Sep 22, 2016 News
-Gov’t monitoring situation
A deal to import stone from Suriname for the multi-million-dollar expansion project at the Cheddi Jagan
International Airport (CJIA), Timehri, has sparked protests.
On Tuesday, news coming out from neighbouring Suriname revealed a major deal involving a state-owned mining company from that country.
The US$ 7.5M transaction will see 300,000 tonnes of crushed stone being exported over a period of 12 months for the airport project.
Following the story yesterday in Kaieteur News, one of the country’s leading quarries, Toolsie Persaud Quarries Inc. objected to the importation, saying that there are enough supplies here to meet the requirements of the Timehri project.
“We have a stockpile of over 90,000 tonnes now. There is enough stone in the country now to supply two times what the Timehri project is asking for,” says Rajesh Persaud, Chief Executive Officer and Director of the quarry company.
Contacted yesterday, Minister of Business, Dominic Gaskin, disclosed that indeed his attention was drawn to the report of the stone importation.
The Minister disclosed that from initial indications, it appears that the local supplies were not “reliable enough”.
However, Minister Gaskin said his conclusion was drawn from initial information conveyed to him. He has asked for more clarity and will continue to monitor the situation.
“It is natural that we would want our products— sand and stones included—without prejudice to external companies to benefit from our construction and other projects. We are looking at the situation,” he assured.
According to reports, Suriname’s state-owned mining company, Grassalco, recently secured the multi-million-dollar deal to supply crushed stone for the US$150M expansion of the CJIA.

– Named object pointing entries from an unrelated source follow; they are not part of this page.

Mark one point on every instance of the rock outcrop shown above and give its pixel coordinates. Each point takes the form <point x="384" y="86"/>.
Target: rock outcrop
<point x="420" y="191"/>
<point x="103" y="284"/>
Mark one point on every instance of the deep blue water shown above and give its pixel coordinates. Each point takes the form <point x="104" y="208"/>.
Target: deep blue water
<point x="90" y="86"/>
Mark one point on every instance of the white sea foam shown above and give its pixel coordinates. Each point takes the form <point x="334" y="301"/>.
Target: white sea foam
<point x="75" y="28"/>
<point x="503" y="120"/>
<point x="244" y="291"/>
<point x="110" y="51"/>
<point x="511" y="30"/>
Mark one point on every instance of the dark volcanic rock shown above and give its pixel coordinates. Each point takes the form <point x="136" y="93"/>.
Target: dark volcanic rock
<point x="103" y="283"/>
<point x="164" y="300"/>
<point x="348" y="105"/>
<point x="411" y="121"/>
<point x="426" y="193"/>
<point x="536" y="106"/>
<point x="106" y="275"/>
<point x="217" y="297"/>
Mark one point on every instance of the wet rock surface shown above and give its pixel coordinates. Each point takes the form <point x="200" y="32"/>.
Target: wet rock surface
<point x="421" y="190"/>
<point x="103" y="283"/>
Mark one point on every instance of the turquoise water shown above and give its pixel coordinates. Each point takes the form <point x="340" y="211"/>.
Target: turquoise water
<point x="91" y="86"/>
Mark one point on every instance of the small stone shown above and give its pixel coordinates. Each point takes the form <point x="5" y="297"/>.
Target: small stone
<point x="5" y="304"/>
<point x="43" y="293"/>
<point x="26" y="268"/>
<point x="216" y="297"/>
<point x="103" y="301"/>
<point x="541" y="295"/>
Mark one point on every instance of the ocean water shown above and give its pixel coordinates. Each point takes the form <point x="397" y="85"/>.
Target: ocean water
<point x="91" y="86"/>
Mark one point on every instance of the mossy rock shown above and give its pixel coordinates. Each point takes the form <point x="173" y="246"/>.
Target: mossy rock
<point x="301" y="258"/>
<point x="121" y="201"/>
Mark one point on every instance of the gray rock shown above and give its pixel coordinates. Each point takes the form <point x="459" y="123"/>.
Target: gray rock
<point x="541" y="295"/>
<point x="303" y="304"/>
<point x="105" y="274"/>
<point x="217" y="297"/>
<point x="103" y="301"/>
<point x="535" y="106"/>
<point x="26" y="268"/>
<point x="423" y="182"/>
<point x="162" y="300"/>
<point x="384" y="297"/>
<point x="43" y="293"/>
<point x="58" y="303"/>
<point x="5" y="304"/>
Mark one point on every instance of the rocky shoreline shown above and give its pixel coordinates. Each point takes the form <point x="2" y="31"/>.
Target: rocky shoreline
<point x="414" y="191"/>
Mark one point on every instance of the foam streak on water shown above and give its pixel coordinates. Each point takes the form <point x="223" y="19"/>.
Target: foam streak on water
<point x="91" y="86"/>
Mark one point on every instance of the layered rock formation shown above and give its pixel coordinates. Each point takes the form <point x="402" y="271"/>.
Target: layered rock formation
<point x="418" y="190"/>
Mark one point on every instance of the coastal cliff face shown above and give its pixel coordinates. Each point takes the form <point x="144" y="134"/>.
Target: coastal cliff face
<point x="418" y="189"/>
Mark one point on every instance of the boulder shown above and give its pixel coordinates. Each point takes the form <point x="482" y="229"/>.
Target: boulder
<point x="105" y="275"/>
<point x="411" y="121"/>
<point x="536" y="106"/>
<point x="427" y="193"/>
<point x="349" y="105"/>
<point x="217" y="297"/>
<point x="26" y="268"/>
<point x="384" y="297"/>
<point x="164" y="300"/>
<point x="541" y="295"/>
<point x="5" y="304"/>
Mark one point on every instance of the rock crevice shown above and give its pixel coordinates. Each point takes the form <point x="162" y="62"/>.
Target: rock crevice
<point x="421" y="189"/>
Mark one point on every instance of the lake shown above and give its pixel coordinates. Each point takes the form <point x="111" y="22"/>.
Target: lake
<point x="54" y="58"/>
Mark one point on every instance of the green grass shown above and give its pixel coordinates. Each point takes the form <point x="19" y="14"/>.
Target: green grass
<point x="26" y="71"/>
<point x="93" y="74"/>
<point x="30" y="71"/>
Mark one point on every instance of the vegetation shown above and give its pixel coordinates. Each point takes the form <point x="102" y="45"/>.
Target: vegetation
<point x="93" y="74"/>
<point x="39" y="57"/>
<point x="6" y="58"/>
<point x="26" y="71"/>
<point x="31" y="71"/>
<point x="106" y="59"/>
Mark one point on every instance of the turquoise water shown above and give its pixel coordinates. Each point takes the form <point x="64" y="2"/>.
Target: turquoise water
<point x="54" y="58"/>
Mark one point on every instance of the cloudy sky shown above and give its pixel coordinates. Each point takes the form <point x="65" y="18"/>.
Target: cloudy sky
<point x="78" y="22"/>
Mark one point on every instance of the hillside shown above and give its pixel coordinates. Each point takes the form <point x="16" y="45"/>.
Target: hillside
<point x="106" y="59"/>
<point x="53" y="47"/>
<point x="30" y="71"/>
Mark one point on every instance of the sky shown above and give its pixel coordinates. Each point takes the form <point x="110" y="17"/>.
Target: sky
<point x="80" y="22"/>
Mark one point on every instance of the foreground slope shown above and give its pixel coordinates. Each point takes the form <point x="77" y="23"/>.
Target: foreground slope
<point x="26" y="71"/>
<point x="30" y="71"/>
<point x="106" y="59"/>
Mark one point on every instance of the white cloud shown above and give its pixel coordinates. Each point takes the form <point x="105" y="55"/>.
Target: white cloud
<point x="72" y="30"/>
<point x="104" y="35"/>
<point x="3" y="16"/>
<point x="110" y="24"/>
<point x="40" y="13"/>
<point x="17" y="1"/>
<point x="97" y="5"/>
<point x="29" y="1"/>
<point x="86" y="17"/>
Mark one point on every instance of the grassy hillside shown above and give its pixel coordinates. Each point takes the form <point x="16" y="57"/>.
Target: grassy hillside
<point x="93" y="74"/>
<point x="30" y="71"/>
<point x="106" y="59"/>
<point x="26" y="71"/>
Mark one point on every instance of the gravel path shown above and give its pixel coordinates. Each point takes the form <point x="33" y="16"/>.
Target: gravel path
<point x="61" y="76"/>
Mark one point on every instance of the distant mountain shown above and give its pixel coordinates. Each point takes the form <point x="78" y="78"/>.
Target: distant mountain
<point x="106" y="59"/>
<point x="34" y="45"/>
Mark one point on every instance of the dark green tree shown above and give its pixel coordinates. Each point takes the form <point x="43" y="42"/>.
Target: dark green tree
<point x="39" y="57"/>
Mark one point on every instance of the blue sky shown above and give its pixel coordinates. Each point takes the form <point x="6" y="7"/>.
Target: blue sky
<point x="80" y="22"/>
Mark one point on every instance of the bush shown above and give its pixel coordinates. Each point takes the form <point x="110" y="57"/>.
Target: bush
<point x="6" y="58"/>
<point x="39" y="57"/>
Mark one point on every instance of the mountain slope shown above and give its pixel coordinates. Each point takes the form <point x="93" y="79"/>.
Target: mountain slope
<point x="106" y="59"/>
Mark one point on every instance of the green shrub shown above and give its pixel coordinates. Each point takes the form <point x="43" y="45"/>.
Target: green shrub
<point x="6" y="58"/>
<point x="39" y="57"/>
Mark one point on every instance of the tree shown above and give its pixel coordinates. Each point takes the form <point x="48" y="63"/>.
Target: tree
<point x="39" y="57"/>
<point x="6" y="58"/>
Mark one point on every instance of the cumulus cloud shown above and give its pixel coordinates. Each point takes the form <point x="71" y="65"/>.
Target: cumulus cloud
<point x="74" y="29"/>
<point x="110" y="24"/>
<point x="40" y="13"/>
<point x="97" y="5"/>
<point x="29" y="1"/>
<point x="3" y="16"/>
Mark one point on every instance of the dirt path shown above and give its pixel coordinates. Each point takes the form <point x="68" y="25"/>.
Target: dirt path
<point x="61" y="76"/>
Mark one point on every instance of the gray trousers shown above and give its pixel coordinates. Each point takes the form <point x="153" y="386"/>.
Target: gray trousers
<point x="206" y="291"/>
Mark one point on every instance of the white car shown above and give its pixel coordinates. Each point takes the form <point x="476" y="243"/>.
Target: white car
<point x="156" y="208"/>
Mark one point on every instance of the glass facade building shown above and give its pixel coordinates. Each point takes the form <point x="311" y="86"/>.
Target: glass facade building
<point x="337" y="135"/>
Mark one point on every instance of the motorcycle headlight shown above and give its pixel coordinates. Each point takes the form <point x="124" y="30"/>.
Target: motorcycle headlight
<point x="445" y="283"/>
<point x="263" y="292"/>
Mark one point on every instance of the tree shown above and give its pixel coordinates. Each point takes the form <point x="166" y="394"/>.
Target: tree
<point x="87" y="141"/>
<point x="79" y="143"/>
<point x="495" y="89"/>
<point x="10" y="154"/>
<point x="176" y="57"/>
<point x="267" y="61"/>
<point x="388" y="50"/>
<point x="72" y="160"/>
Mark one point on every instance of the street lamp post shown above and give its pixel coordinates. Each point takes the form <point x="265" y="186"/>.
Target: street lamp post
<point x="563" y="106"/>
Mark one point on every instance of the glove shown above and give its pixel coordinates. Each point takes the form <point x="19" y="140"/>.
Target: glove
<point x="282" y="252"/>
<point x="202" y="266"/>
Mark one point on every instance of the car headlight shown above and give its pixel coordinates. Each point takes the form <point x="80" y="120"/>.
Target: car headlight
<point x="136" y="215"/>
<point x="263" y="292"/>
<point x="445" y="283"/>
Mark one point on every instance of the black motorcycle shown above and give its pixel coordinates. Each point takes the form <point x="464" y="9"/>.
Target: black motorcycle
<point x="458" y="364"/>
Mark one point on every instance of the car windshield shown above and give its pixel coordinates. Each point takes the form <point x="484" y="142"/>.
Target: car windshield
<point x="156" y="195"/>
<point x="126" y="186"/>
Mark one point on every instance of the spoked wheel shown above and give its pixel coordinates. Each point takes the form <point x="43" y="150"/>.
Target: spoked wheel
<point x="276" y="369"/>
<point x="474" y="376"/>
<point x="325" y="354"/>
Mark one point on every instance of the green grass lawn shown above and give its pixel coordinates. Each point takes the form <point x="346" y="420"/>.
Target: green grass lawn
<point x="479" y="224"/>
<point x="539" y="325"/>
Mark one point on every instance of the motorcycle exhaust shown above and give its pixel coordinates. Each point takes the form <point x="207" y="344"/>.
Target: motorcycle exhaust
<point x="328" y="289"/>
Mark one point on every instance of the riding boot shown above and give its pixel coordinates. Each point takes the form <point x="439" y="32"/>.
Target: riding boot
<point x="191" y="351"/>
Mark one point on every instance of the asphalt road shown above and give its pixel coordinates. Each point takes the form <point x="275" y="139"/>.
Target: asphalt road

Grassalco and Zhong Da International Engineering Company will deliver the material in partnership with the client, China Harbour Engineering Company (CHEC), in Guyana.
CHEC is the Chinese contractor.
The contracts were signed by Grassalco’s Chief Executive Officer, Sergio Akiemboto, Wu Qiong, General Manager of Zhong Da International Engineering Company and Sun Wei, project-manager of China Harbour Engineering Company.
Zhong Da has been engaged with the Government of Guyana to build turn-key homes in Providence, East Bank Demerara.
The signing was reportedly preceded by an intensive process of negotiations which started in December 2015.
The first shipment of about 4,000 tonnes is expected to arrive on Tuesday. Grassalco’s CEO Akiemboto further noted that this deal will pave the way for the mining-company to secure more contracts in the region, and Grassalco will eventually play a major role in the economic development in the Caribbean as a supplier of crushed stone.
So far the Guyana-deal is the largest contract the state-owned company has signed with a foreign contractor, the news report said.
According to Persaud yesterday, his company has been doing business with CHEC and the Timehri airport for a while.
“We have been delivering as they ordered. We have also supplied aggregates for CHEC’s current construction works taking place at the MovieTowne site, at Turkeyen, East Coast Demerara.”
According to the executive, his company, one of the subsidiaries in the Toolsie Persaud Limited group, recently invested over $400M in retooling its plant, located at St. Mary’s, Essequibo River.
“We are unclear how this could happen. We have over 75 families whose lives are attached to our quarry and this will impact them tremendously. We depend on businesses like this to keep the operations going.”
Persaud explained that not only is the country losing royalties by bringing in the stone, but there is the ripple effect to the benefit accrued from producing and selling it locally.
“There is an even more important point to note here. We have here in Guyana one of the best stones that have a higher engineering specification than any other territories in the region. We have supplied stones before to the airport. We do have experience and the track record. And we are keeping our monies here, plugging it back into the economy.”
It is not the first time that local producers have objected to stones being imported. An attempt was announced in the 90s when the Essequibo coast road was being done. The attempt was reportedly abandoned.
Another attempted in the early 2000s also met with a similar fate.